# Residential House Voltage



## bobo60 (Jan 23, 2006)

hello,

my name is bob. nice to meet all of you, thank you for letting me post here!
 Q: when testing a 110/120 outlet in my house, i noticed it read alittle high, 125vac. i know the voltage tends to vary alittle, but every 110/120 circuit i every tested was around 117-120vac. also, the 220/240 circuits all read 248-250vac. its prolly no biggie, but is this normal? or is there a transformer out on a poll that is failing in someway???

bob


----------



## Square Eye (Jan 23, 2006)

My friends at the Pennyrile Electrical Co-op said that the voltage can be considered acceptable at 10% above or below 120v. So, 125v. is well within tolerance. Although a 24 volt range seems excessive, I have heard the same rule of tolerance nearly everywhere I have worked. Check the voltage again at different times of the day and see how it varies. I have wired mall stores and in the morning when the sun is up and the mall is dead the voltage readings are considerably different than after dark, when the stores get busy and all of the lights are on. 

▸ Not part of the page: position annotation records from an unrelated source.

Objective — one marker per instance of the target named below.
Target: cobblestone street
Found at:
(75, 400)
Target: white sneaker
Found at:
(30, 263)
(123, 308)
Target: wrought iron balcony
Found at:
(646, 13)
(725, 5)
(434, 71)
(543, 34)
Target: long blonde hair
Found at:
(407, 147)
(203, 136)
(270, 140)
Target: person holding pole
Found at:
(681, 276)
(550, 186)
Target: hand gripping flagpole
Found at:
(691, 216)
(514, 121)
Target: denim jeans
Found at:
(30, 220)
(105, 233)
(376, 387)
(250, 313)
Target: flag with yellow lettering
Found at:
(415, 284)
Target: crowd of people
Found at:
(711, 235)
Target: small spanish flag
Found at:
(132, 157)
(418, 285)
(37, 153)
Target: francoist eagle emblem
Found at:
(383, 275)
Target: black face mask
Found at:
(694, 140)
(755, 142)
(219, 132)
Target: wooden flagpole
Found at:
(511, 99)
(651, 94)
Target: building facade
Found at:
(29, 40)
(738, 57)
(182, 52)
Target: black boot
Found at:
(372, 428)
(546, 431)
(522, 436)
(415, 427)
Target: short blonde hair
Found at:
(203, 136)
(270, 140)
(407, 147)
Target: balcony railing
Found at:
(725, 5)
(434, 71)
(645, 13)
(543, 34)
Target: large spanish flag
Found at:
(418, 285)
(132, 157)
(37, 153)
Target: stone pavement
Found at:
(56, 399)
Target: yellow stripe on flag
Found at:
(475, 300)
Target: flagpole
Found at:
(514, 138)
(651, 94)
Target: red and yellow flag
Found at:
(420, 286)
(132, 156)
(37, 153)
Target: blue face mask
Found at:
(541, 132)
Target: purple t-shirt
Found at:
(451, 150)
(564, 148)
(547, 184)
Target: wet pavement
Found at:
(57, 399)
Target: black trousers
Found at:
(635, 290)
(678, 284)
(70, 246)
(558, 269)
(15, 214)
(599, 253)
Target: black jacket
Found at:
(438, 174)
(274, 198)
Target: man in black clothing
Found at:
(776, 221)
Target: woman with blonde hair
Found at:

Tom in KY, If you live near an industrial area, expect wild swings in the current.


----------



## bobo60 (Jan 23, 2006)

square eye!

ty for the info. i will check the voltage in the computer room with the tv on and lights and puter on and see how it looks, then shut it all down and check it.  thanks again. i didnt think it was a prob, i was just curious!

bob


----------